Плясунья чуть кивнула и забралась обратно под одеяло. Приятная слабость накатила теплой волной на разнеженное, разогретое тело. Она бездумно наблюдала, как одевается монах, лицо которого приняло какое-то новое, совершенно несвойственное ему выражение; он будто даже помолодел и стал чуточку красивее – так светились его обычно холодные или горящие адской мукой глаза. Затем мужчина подкинул в очаг дров, раздул из раскопанных угольев огонь.
- Где башмачки?
Неохотно вытащив из-под одеяла ручку, Эсмеральда ткнула в сторону вороха валявшейся на полу одежды.

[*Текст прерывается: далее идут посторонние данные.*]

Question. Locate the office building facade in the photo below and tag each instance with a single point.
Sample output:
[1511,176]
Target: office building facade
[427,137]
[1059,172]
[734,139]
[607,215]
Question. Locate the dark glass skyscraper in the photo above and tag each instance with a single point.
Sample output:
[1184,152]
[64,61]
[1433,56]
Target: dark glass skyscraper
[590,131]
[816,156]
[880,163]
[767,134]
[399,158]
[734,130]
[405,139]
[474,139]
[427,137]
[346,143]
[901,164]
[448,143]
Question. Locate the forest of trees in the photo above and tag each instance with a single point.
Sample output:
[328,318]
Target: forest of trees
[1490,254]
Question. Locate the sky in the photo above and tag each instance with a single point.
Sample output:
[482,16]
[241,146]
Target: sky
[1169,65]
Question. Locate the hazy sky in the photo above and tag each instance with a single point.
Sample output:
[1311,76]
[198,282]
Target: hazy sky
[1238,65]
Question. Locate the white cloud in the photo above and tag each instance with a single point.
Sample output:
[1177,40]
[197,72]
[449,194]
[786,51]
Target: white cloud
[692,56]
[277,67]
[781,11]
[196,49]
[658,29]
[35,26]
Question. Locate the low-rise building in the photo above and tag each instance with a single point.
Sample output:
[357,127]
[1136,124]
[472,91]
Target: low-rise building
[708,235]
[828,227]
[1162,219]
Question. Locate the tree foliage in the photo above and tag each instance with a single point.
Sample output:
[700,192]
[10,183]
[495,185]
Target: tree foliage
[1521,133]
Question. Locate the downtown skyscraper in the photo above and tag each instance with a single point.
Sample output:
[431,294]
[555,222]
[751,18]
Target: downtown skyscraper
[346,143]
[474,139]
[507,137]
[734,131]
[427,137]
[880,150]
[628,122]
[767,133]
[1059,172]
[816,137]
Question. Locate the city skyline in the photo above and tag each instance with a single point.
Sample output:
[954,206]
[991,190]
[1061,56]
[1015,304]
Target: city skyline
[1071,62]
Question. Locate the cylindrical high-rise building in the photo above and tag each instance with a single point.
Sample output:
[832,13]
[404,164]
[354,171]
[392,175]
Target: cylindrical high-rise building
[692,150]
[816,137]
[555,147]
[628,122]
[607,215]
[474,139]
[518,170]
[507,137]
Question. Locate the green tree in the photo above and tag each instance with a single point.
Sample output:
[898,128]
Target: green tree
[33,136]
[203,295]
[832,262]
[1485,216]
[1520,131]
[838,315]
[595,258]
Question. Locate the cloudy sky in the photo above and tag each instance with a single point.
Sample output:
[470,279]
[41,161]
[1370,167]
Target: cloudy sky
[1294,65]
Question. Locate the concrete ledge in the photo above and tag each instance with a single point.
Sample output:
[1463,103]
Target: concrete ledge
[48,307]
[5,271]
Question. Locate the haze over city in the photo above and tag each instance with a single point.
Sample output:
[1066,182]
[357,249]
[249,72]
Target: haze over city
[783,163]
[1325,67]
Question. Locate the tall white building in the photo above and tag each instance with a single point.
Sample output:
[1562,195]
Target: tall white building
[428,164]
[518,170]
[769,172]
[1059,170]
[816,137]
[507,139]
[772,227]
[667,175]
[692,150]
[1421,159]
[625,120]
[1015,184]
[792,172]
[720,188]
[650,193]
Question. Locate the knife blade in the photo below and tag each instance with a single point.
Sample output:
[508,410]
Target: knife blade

Клод аккуратно сложил ее на сундук, обнаружив, в числе прочего, и искомый сверток, где нашлась пара прелестных детских башмачков.
- Я возьму другой, - решил он, выбирая тот, что казался менее стертым.

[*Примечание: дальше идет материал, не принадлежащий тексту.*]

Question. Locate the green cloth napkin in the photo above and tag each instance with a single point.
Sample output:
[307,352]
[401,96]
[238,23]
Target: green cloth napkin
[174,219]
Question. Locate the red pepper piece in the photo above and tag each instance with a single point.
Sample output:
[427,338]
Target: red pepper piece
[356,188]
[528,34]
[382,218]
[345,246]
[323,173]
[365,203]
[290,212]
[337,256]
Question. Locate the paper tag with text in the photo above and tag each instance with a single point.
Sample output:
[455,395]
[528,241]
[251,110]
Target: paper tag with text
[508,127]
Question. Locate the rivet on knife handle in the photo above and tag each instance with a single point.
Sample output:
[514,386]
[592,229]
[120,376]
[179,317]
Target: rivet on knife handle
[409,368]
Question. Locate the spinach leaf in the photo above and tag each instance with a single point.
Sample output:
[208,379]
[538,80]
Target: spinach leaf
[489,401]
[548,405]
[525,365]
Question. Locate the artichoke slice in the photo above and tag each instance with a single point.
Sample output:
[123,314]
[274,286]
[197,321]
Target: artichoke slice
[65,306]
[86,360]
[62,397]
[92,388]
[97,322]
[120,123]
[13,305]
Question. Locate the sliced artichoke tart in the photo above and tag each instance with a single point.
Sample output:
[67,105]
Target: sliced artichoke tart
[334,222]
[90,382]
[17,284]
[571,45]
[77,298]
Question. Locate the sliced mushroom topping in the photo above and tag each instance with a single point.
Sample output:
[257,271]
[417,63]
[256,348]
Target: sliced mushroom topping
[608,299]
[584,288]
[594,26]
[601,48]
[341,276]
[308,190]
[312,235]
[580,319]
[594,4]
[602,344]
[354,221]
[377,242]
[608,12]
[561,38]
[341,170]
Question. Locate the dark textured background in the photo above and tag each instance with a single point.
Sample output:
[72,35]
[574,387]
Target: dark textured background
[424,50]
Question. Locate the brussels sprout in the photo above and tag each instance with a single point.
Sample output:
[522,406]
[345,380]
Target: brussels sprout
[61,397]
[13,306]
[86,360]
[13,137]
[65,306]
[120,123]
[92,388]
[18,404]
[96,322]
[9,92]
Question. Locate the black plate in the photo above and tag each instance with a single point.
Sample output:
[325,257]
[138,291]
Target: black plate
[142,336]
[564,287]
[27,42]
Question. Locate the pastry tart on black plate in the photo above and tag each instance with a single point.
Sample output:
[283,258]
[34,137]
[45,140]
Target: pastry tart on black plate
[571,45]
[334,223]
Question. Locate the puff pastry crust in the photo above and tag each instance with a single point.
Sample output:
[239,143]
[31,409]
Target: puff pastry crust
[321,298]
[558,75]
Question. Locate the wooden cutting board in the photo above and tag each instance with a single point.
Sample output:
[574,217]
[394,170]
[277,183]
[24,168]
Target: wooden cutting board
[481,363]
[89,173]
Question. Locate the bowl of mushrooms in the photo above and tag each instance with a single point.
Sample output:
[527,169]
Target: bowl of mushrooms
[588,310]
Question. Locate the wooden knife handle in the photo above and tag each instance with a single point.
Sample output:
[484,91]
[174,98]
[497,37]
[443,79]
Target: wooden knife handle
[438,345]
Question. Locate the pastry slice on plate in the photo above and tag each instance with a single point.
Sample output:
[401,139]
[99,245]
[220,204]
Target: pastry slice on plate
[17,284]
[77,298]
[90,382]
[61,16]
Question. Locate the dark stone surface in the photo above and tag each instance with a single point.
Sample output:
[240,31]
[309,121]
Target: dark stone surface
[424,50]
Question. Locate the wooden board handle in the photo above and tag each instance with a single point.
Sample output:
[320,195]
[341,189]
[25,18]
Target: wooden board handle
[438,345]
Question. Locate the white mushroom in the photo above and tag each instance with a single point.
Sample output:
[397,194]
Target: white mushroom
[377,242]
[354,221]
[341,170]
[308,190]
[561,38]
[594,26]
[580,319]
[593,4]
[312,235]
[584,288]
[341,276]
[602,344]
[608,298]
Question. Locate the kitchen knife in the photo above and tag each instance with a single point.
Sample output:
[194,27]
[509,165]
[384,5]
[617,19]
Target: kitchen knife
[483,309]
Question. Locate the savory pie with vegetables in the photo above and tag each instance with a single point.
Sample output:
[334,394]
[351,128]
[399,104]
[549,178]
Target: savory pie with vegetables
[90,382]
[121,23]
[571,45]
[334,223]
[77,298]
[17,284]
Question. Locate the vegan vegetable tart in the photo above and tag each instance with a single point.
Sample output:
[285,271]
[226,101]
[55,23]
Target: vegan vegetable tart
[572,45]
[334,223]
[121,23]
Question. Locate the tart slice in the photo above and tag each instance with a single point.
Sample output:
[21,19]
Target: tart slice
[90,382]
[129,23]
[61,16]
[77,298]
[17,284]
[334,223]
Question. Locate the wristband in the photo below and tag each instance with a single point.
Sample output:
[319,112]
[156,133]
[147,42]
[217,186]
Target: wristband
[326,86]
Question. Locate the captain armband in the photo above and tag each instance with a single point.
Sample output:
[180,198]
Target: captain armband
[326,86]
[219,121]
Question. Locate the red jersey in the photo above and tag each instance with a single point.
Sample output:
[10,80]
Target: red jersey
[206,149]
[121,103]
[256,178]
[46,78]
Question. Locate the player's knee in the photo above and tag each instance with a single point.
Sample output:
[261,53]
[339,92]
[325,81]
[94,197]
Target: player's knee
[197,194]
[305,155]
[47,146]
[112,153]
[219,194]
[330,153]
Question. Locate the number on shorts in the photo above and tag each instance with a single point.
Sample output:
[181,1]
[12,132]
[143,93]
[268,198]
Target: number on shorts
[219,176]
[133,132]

Девушка хотела было возразить, но потом махнула рукой: пусть делает, что хочет. В конце концов, сегодня вечером она увидится с матерью… со старой затворницей Крысиной норы… Нет нужды хранить старый амулет, если вместо него она обретет мать. К тому же, спорить не было ни сил, ни желания. Эта любовная схватка настолько утомила ее, что сейчас плясунье хотелось только одного: свернуться клубком и не шевелиться – благо, к тому были все условия.
Тихо хлопнула входная дверь. Эсмеральда лежала некоторое время с закрытыми глазами, перебирая воспоминания последних часов, начиная со вчерашнего вечера, а потом незаметно провалилась в глубокий сон.
========== XX///// ==========
Фролло нашел вретишницу в коленопреклоненной позе, распростертую на земляном полу. Он здорово надеялся, что она все-таки не пролежала таким манером, без движения, на холоде, с самого момента их расставания. Тень упала на Пакетту Шантфлери, когда священник подошел к зарешеченному окошечку. Та мгновенно подняла голову, вскочила с проворством маленькой обезьянки, впервые не почувствовав боли в давно замученных морозом суставах, и бросилась к человеку, за которого возносила молитвы все эти долгие полтора дня.
- Где она? Где моя доченька?.. Отец мой, не мучьте же меня! – давно выцветшие глаза полыхнули былым огнем. – С ней все хорошо? Вы говорили с моей маленькой Агнессой?
- Говорил, - чуть запнулся архидьякон; ну да, и говорил тоже. – Возвращаю тебе твое сокровище, сестра.
Клод протянул и опустил в молитвенно сложенные руки крошечный башмачок, внимательно наблюдая за реакцией. Столько выстрадавшая мать быстро поднесла к губам и поцеловала возвращенную обувку, а потом с умилением воззрилась на нее. Зрачки ее начали расширяться; губы беззвучно шевельнулись; слезы будто сами собой вскипели в уголках глаз и побежали по исхудалым щекам.